What I can say is that process hacker with the nightly builds is making services go a little up in terms of cpu usage which is immediately resorbed when it is closed but that’s mainly due to refresh rate of the list of process and their statistics that services.exe needs to refresh.
the most probably impact here are:

  • kasperky
  • the vmmem process from wsl2 for docker
  • the different messenger apps
  • maybe some browsers
  • maybe processhacker
  • protonvpn.
  • termius
  • maybe the cloud storage solution who needs to try several times in the example of dropbox because of dns blocking of trackers
    glasswirev210_Annotation 2020-06-21 103607
    glasswirev210_Annotation 2020-06-21 103607790×529 155 KB

    And all those software specified above are yes running at the same time.
    that’s glasswire restarting.
    glasswire is going from 10 -45%
    The lowest is at 8% and it’s still in I/O haeavy duty of 3-13MB/s

So where is the log option because I don’t see it.

the options of glasswire activated are

  • Apllication info monitor
  • remote glasswire connections
  • virustotal scan result
  • first network activity
  • system file monitor

That’s all.

6

I’ve deactivated remote connection of glasswire, no changes.
If there was a malware infection or something alike I would see the usage of the network on my rainmeter widgets.
The bandwith is between 666B and 20 KB So really nothing. So unless it’s a rootkit that avoid and the network API of windows and everything else, I don’t see really what would that be.

7

And also a clean install had been done when I installed the v210 version, with the option of the installer.

8

@boistordu

Do you see any .dmp files on your desktop after the crash? These logs can help us diagnose the issue.

1 Like
9

done already as you’ve seen in your mail earlier

10

@boistordu

We are checking it, thank you.

11

@boistordu

You were sent a custom version for testing through the forum. Please check your private messages.

12

@boistordu

Please check your private messages again so I can find this issue. I messaged you privately again just now.

13

@Ken_GlassWire
log sent

14

@boistordu

I don’t have it, not sure why? Could you just post it in a private message on the forum between just me and you?
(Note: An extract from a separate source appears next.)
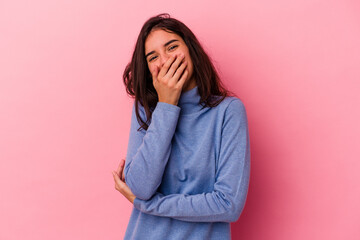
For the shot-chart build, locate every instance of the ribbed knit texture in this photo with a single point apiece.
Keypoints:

It should not have any private info anyway you’ll see if you check it.

15

@boistordu

I’m sorry, I do have it! For some reason I didn’t see your private message. I think I tapped it from my phone.

I do have the logs, thanks!

16

Thank you for this information

17

Indeed it is useful for all memer in this forum

18

@Catalin_Bicu What are you talking about? We are at the moment looking and testing different version for problems into bad interaction between kaspersky, bitlocker and glasswire. That’s why you have this aberrant exchange between @Ken_GlassWire and me because we are crossing each other between here and PM. Is that what you are complaining about or is it something else?